Capmark Financial Group Inc.'s weekend bankruptcy filing surprised no one, but it was still a harsh reminder of the hard times ahead in the commercial real estate industry.

Capmark Financial Group Inc.'s weekend bankruptcy filing surprised no one, but it was still a harsh reminder of the hard times ahead in the commercial real estate industry.

"It's not a turning point. The problems are only starting," Dennis Yeskey, a senior adviser at AlixPartners L.L.P., a business-advisory firm in New York, said yesterday.

Yeskey and other experts warned that as long as the economy keeps shedding jobs, the commercial real estate market will be plagued by declining demand and falling property prices.

In its Chapter 11 bankruptcy filing Sunday, the commercial-property lender listed assets of $20.1 billion and debts of $21 billion.

Capmark, which has 585 of its 1,000 employees in Horsham, relied heavily on selling loans it had made into the secondary market. When that froze and property values fell, the company got stuck owing more to its own lenders than its loans were worth.

"It's a template that you will see multiply itself many times over over the next three years," said Matthew McManus, chairman of NAI BlueStone Real Estate Capital, a real estate investment bank in Philadelphia.

The problem for the industry is that between now and 2013, more than $2 trillion in commercial mortgages, which typically have a five- to 10-year term, will need to be refinanced, according to a July report by Richard Parkus, head of commercial mortgage-backed securities at Deutsche Bank AG. It is not turmoil in the capital markets that is causing the bottleneck, but rather the fact that properties are not worth enough to retire the old debt in a refinancing, Parkus said.

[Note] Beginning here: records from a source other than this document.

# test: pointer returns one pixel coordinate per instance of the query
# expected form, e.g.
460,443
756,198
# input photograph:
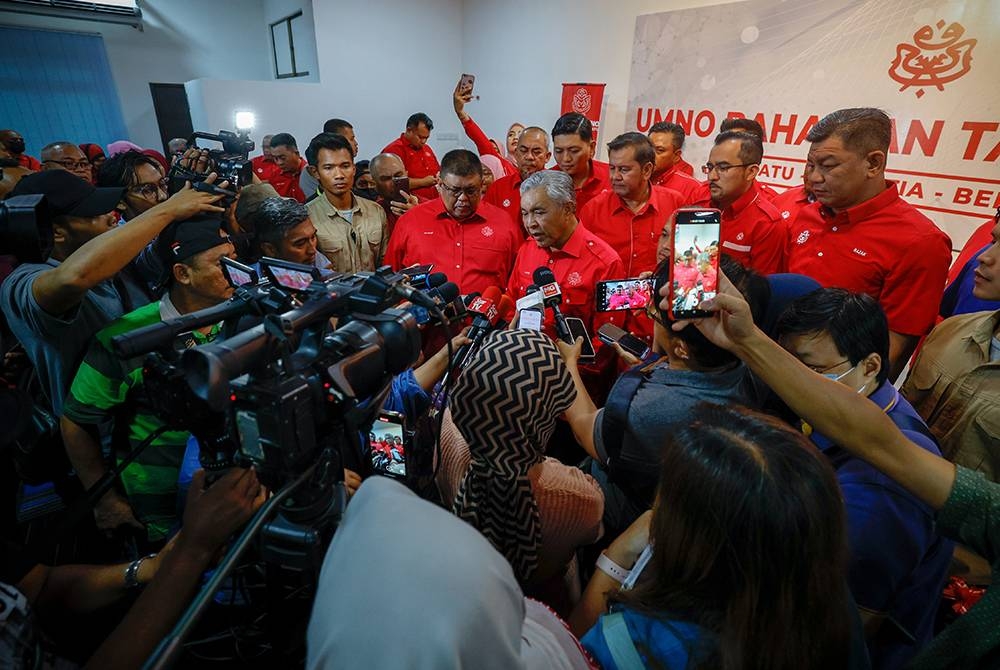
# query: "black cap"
69,195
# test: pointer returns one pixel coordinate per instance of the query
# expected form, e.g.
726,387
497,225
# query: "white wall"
380,61
524,50
182,40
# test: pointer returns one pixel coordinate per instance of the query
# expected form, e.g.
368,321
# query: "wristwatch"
132,572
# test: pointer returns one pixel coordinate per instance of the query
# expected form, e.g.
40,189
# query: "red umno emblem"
581,101
938,56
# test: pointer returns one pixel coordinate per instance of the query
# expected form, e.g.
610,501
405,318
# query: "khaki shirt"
355,246
956,390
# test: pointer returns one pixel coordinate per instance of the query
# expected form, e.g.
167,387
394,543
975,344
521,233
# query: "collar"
866,209
442,213
982,332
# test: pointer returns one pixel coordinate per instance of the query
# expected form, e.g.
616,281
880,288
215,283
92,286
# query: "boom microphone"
552,297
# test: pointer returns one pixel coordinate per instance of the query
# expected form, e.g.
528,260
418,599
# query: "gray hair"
558,186
276,216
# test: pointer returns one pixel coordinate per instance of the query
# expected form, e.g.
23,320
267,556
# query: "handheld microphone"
552,297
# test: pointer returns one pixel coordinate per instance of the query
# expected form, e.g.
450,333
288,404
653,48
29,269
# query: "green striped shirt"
107,388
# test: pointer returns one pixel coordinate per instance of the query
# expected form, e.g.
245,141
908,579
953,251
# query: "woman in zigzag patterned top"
534,510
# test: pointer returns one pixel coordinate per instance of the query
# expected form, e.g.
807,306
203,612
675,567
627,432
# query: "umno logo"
581,101
936,57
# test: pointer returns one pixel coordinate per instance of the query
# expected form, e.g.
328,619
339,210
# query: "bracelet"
132,571
611,569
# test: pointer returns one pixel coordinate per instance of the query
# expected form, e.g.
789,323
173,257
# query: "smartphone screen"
622,294
695,270
577,329
388,442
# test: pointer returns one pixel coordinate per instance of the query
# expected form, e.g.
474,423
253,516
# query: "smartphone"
389,444
577,329
292,276
609,333
694,271
467,83
400,184
620,294
238,274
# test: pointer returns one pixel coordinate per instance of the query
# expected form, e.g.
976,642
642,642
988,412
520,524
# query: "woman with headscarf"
95,154
406,584
503,410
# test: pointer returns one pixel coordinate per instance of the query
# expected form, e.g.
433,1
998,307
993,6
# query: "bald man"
67,156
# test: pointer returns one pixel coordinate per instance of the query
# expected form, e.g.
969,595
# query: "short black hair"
862,129
644,152
854,321
418,118
284,140
120,169
704,353
461,163
336,125
572,123
275,217
751,148
675,130
745,125
331,141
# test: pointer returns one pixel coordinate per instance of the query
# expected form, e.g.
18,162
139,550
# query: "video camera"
26,228
231,162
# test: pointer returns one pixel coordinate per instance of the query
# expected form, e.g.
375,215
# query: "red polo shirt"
505,194
789,202
597,183
632,235
883,247
419,163
29,162
583,261
690,188
753,232
287,183
475,253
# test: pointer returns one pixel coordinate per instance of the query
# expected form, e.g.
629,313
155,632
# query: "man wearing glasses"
473,243
67,156
532,154
753,232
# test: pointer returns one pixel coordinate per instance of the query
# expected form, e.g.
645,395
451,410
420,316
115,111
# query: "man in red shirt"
631,216
264,166
577,257
668,141
290,164
754,128
862,236
419,159
14,143
753,232
532,154
575,147
474,243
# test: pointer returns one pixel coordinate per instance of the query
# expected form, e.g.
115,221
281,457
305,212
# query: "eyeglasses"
469,192
151,190
71,164
722,168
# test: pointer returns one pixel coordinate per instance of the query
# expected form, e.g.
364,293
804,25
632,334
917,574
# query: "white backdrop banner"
932,66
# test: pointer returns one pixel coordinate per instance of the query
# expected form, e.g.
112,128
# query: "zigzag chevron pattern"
505,404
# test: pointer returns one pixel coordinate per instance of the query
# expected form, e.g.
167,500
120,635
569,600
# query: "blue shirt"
898,562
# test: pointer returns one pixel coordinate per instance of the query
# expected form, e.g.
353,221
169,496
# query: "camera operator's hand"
570,352
113,511
400,208
213,514
352,481
188,201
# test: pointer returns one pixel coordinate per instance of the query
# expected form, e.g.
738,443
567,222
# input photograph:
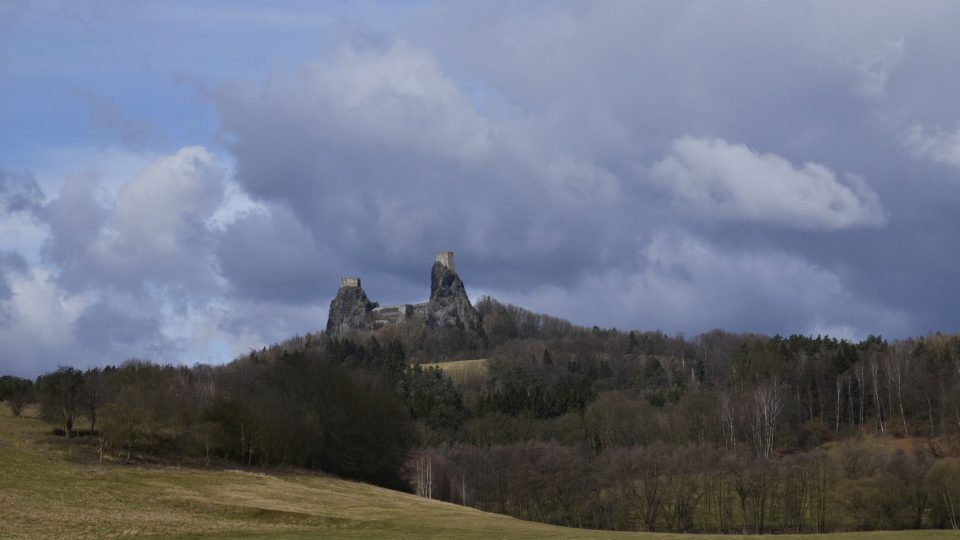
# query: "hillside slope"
52,490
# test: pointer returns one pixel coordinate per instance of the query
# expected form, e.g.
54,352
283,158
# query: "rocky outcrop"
350,311
449,305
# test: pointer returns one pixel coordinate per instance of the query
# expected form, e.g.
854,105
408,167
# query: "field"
53,490
461,370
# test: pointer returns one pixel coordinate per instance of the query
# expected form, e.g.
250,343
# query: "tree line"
577,426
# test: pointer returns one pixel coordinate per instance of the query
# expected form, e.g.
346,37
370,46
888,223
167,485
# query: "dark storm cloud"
752,166
386,160
10,263
270,256
104,328
556,147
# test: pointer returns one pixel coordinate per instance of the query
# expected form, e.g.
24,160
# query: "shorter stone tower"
446,258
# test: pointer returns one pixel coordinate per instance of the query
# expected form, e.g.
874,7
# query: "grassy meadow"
52,489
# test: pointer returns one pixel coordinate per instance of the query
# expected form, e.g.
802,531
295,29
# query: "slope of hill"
54,490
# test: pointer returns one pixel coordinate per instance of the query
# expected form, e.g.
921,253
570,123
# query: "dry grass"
53,490
460,371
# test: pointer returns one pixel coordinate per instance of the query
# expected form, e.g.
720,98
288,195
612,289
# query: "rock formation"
350,310
449,307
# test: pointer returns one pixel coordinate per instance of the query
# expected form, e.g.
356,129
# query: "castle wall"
446,258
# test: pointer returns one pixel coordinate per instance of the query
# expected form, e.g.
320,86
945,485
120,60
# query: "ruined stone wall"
446,258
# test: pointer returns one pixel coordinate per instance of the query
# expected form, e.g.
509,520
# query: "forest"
584,427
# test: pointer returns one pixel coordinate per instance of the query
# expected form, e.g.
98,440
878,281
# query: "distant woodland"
722,432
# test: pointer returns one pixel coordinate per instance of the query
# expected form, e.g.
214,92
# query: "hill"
52,489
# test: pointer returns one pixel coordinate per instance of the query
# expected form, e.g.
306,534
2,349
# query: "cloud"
153,234
875,68
19,192
685,284
385,160
716,180
269,256
104,328
108,118
940,146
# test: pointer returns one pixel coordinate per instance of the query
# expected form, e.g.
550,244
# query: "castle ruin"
352,311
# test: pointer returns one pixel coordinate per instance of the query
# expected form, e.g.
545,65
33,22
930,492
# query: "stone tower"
446,258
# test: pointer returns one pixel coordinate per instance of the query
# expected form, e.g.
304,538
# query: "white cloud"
939,146
685,284
716,180
875,68
153,232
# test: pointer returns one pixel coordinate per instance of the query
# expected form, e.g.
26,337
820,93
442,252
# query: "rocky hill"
449,307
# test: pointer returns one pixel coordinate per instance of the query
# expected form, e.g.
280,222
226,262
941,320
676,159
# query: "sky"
185,181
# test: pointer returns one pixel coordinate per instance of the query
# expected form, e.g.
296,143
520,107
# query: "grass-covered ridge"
49,489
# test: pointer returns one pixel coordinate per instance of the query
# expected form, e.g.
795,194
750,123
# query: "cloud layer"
713,179
681,166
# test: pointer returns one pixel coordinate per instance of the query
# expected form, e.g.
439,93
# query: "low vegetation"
592,428
50,488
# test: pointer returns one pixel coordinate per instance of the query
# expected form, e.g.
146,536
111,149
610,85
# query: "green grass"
461,370
53,490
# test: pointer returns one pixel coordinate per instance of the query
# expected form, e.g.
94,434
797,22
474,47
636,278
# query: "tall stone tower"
446,258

The value of commercial properties has fallen 40 percent from their peak in October 2007 through August, according the Moodys/REAL Commercial Property Price Index.

The sharp decline in property values has contributed to a rapid deterioration of the $7.8 billion loan book at the Capmark Bank unit. Most loans were made at the peak of the lending frenzy in 2006-07.

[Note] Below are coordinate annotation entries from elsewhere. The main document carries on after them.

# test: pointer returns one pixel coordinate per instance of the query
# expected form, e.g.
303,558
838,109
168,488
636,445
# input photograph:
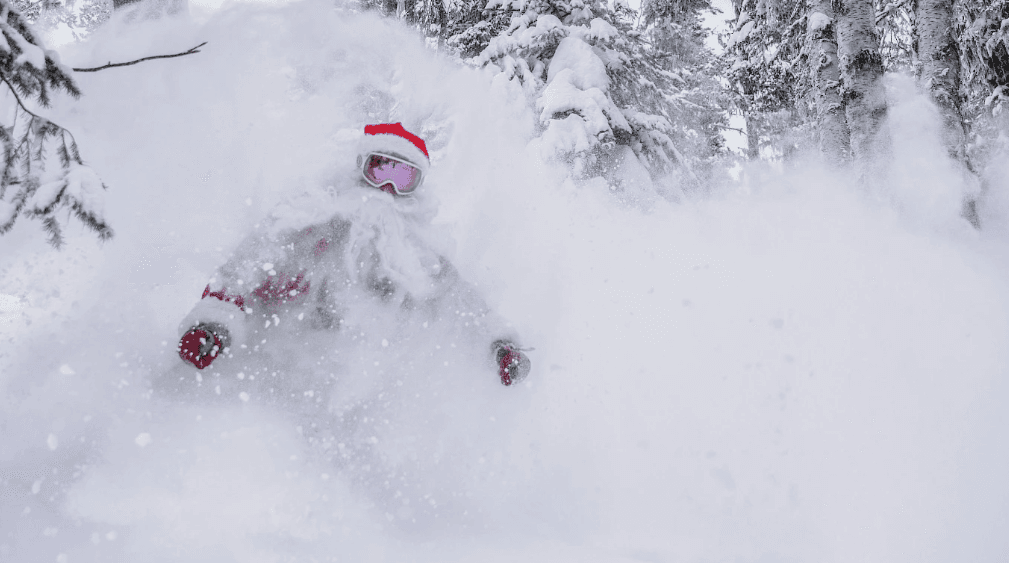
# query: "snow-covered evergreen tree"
831,124
32,183
861,77
606,102
768,73
982,28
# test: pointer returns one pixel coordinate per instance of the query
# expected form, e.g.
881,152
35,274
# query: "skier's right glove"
513,365
202,344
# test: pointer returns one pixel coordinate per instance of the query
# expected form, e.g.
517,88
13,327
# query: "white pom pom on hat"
395,140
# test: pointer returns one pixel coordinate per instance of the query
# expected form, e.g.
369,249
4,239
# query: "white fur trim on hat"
395,145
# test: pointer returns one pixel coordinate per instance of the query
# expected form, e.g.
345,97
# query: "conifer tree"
982,28
767,69
607,104
42,170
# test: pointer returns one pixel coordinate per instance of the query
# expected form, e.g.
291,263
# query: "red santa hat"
395,140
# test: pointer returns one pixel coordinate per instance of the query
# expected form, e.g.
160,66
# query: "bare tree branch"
113,65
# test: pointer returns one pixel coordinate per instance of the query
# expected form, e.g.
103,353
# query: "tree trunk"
936,51
834,141
861,76
938,55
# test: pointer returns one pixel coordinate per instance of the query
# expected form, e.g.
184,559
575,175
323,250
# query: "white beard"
384,241
389,237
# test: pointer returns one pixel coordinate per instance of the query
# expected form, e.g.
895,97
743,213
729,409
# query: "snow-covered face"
389,173
386,240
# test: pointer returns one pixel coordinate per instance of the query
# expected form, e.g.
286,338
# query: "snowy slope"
789,370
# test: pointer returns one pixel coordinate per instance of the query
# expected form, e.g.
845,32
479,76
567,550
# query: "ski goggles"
382,170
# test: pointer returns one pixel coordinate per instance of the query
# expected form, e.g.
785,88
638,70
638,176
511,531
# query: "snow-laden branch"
114,65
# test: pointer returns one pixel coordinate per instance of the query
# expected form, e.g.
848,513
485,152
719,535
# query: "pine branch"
114,65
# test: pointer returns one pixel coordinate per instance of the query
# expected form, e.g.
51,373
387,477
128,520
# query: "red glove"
513,365
201,345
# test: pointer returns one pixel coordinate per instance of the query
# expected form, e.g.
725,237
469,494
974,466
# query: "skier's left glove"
513,365
202,344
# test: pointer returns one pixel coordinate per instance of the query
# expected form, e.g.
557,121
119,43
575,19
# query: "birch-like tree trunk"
861,76
936,52
834,142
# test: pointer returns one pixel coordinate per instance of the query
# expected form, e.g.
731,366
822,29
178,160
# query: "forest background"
791,353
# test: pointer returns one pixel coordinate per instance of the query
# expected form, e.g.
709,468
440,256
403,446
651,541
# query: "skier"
368,255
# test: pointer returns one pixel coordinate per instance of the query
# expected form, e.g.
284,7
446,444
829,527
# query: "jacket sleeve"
247,280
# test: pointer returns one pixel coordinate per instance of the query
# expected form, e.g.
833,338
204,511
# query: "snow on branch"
114,65
31,184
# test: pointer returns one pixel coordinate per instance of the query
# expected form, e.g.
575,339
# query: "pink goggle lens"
380,170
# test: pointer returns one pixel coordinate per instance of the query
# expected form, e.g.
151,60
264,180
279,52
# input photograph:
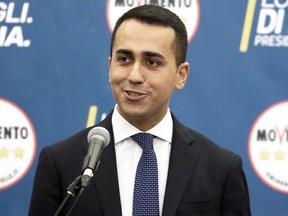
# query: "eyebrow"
145,53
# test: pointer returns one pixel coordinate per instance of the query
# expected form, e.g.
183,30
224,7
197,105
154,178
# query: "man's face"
143,72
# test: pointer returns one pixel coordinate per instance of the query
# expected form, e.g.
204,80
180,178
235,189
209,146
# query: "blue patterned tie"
145,200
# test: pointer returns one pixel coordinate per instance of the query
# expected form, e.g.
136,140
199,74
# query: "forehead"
140,35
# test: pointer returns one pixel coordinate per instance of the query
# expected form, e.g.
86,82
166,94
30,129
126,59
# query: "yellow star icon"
3,153
279,155
18,152
264,155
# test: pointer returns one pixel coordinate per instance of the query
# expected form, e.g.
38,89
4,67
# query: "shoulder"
201,144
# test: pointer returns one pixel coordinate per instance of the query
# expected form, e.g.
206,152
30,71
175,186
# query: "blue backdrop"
54,67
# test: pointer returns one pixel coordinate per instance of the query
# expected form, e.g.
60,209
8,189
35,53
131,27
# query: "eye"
123,60
153,62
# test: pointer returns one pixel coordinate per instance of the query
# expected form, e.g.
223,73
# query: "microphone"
98,138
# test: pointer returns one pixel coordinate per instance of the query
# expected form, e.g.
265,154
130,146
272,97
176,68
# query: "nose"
135,75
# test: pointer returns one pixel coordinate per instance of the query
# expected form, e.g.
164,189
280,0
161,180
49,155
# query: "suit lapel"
182,163
106,179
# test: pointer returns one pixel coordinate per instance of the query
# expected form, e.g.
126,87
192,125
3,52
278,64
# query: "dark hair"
153,14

During the five quarters ended June 30, the percentage of loans on the bank's "watch list" for problems soared to 39 percent from 2 percent, according to a presentation posted on the firm's Web site.

Capmark had $340.3 million in loans outstanding in the Philadelphia market, or 4.3 percent of its total, as of Sept. 30. Of those, $35.6 million, or 10.5 percent, were behind on payments, according to the presentation.

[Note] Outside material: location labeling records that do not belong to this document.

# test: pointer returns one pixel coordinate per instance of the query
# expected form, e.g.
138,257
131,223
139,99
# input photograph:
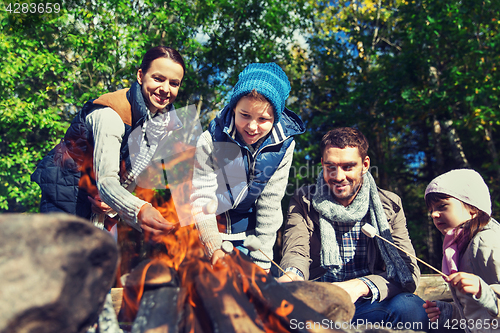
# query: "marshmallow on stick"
370,231
252,243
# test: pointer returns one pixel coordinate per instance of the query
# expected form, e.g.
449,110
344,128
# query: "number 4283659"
33,8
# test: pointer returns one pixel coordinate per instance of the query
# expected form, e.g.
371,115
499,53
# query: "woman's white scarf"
366,200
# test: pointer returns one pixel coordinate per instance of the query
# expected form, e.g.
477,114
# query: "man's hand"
465,283
355,288
152,221
432,310
98,206
292,275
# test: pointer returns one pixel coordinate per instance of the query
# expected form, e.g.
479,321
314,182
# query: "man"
323,238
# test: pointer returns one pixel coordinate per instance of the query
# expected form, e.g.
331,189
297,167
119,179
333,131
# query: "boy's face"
449,213
253,119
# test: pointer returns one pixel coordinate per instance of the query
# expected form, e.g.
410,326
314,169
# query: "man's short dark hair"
342,137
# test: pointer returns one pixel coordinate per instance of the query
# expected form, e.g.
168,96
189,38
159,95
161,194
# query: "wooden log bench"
432,287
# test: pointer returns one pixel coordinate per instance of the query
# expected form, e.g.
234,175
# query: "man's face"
343,170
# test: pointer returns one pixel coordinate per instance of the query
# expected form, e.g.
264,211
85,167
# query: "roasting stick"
371,232
253,244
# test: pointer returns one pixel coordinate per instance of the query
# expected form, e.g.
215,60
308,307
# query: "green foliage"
53,63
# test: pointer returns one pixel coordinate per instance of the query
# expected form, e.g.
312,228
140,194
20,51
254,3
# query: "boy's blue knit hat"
268,80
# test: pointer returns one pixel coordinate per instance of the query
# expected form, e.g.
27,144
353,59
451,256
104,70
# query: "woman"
110,142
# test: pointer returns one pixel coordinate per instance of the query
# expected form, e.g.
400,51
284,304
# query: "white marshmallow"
252,243
369,230
227,247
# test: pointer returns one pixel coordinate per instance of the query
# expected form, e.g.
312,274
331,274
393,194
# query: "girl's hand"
466,283
432,310
151,220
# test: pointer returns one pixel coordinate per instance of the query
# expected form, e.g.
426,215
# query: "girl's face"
449,213
253,119
160,84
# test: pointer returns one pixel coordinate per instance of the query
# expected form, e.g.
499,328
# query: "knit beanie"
465,185
268,80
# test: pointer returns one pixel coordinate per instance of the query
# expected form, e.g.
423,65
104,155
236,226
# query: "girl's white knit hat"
466,185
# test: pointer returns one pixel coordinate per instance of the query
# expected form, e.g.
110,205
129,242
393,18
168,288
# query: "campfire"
180,291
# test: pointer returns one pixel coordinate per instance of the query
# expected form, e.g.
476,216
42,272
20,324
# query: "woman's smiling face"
161,83
253,119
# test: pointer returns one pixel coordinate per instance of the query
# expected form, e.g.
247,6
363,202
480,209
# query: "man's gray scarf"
366,200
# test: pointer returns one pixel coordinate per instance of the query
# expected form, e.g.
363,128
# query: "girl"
114,137
460,206
242,164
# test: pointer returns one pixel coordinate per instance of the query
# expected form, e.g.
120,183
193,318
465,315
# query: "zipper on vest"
228,223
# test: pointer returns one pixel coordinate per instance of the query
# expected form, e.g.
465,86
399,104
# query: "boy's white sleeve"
268,208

Paul Halpern, a partner at Versa Capital Management Inc., of Philadelphia, said a lack of ready financing for commercial real estate had prevented properties from trading at depressed values.

That could help some lenders otherwise facing big write-offs. "By the time financing is available, asset prices will have recovered substantially, though not enough to save everybody," Halpern said.